# Datamsk EMR launch 

*Deploy datamask-pyutil using EMR launch*

This project is a CDK stack to orchestrate the data-masking-framework. 

![](datamask-emr-stack.png)

- [AWS Step functions](https://aws.amazon.com/step-functions): orchestrate the data pipeline
- [AWS Lambdas](https://aws.amazon.com/lambda): parse and process the S3 events
- [Amazon SQS](https://aws.amazon.com/sqs/): get the income events from  S3. 
- [Amazon SNS](https://aws.amazon.com/sns/): notify error or success 
- [Amazon EMR](https://aws.amazon.com/emr/): process the masking with Apache Spark
- [Amazon Dynamodb](https://aws.amazon.com/dynamodb/): store the history of processing.  
- [Amazon S3](https://aws.amazon.com/s3/):  store the income files, output files and parameters.

Deploy datamask-pyutil to run with pyspark in a S3 bucket.

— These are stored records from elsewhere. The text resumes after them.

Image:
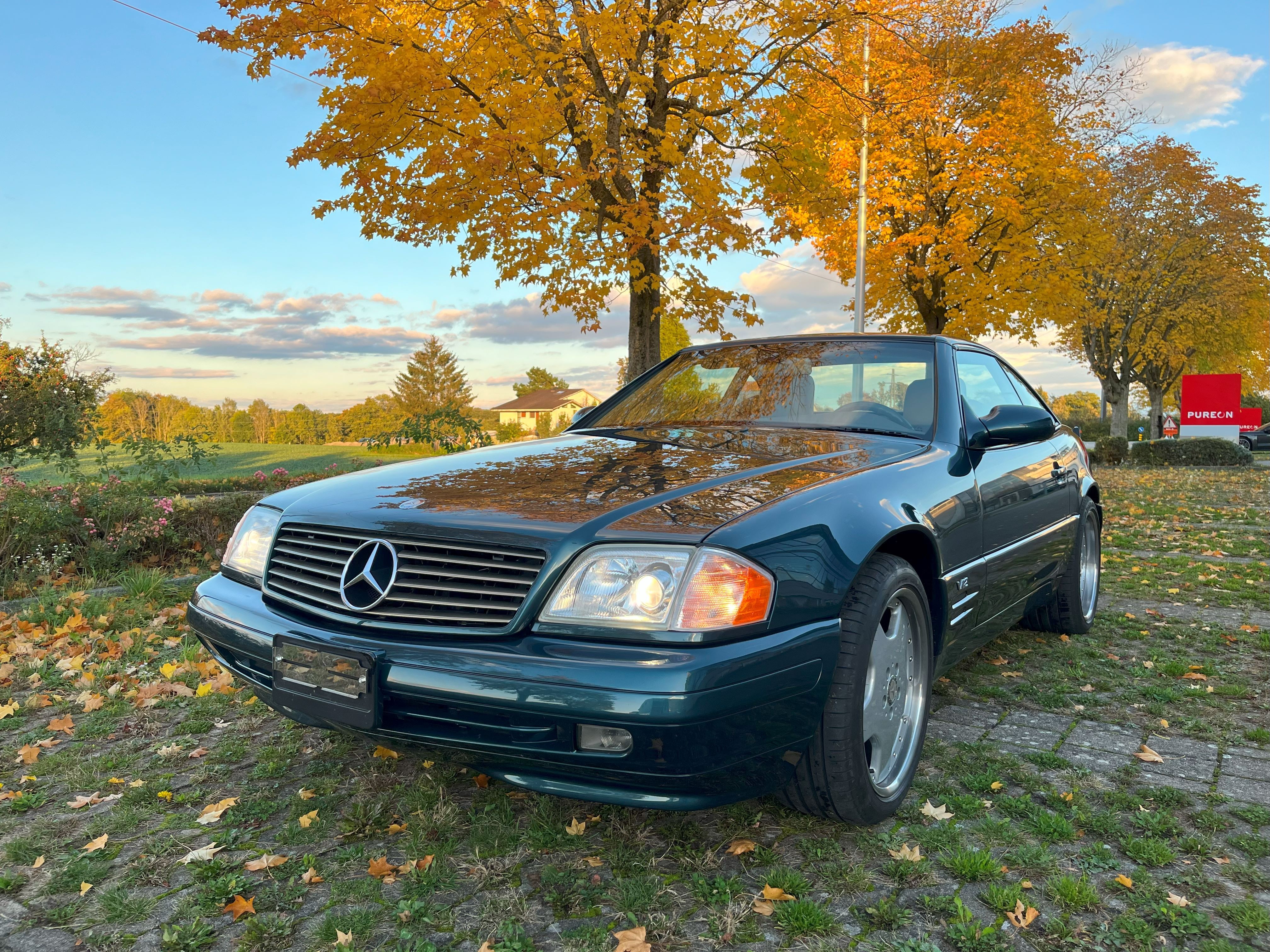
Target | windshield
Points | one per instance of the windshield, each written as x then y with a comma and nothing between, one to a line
882,386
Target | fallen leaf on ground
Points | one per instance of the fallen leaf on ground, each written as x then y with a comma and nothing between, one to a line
203,855
266,862
214,812
912,855
241,907
1023,916
936,813
632,940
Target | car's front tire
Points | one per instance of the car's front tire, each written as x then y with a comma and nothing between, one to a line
865,751
1071,609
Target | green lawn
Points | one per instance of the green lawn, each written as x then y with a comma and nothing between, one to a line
244,460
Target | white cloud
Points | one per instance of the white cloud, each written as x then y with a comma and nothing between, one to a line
1194,86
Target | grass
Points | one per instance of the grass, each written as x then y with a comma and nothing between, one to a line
244,460
506,870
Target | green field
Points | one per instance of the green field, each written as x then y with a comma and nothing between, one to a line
242,460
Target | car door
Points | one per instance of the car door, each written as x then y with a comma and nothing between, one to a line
1024,493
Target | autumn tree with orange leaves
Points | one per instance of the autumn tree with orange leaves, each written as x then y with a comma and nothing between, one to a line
981,144
586,148
1180,281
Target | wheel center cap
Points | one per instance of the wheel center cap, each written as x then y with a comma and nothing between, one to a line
892,690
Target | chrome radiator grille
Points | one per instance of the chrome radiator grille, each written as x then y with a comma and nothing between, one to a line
439,584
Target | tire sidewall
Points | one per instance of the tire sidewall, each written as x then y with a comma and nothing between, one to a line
856,784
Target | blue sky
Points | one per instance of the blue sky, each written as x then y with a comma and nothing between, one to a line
144,182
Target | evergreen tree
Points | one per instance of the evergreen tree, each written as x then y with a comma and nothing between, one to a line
432,381
539,379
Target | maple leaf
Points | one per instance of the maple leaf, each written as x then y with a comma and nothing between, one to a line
241,907
203,855
214,812
634,940
912,855
1023,916
936,813
265,862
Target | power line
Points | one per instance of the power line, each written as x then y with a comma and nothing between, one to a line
162,20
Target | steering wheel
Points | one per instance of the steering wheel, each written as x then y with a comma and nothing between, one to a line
881,409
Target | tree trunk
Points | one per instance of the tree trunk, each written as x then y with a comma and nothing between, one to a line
1158,412
1117,394
644,332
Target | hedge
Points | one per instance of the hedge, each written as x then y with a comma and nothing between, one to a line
1199,451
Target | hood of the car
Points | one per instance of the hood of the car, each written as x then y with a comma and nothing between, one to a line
670,483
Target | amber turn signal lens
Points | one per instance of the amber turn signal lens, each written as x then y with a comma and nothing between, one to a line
724,592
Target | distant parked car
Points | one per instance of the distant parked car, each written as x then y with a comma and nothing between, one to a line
1258,439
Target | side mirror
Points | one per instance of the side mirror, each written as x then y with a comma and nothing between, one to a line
1013,426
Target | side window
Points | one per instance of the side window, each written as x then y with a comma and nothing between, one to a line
1025,397
983,382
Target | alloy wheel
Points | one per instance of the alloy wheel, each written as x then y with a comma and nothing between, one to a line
896,692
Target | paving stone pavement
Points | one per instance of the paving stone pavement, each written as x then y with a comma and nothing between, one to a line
1240,772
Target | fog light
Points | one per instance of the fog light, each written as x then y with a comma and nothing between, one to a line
611,740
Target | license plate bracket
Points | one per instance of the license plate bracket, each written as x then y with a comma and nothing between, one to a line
332,683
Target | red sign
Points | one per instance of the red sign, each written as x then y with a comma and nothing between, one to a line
1211,400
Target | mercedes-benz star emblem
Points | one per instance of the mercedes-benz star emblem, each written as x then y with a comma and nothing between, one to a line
369,574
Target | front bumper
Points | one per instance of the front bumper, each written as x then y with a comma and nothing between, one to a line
710,724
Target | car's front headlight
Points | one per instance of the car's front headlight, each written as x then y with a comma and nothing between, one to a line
249,545
660,588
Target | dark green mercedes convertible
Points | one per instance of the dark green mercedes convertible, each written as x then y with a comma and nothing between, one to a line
737,575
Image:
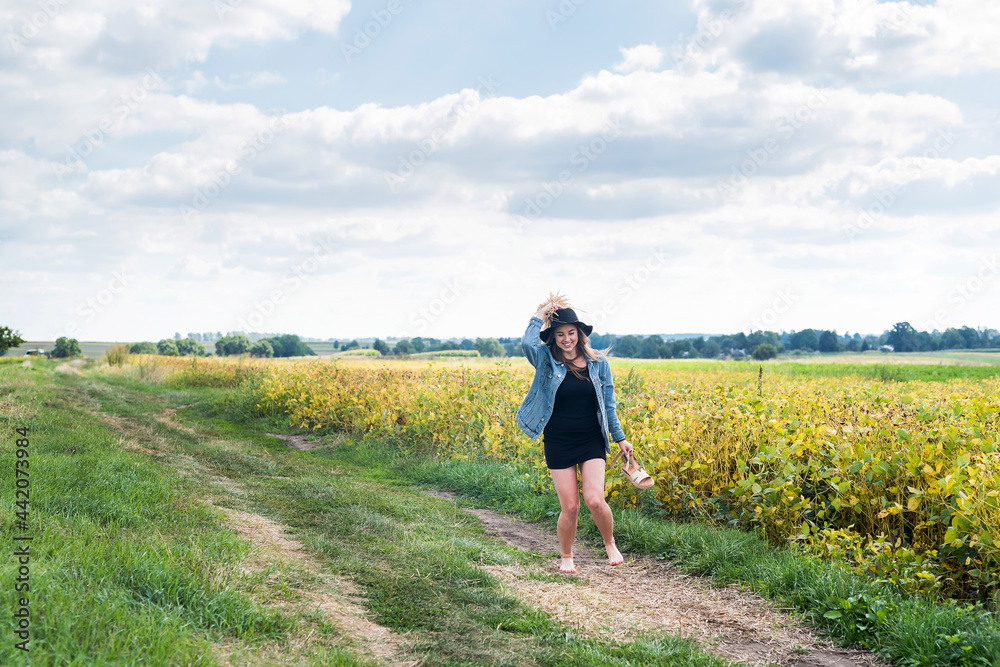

- PREFIX: prefix name all the resources created.
- ENV: Define the environment, dev, prod or uat.
- ARTF_PARAM_FILE: The filename to the json parameter file.
- VPC: VPC id to create the EMR cluster
- SUBNET: Subnet id to create the EMR cluster
- AZ: Sybnet AZ id

The deploy.sh script get the version from the [emr-launch](https://github.com/awslabs/aws-emr-launch), python package that helps create the EMR cluster, and deploy the CDK dtamask-launch.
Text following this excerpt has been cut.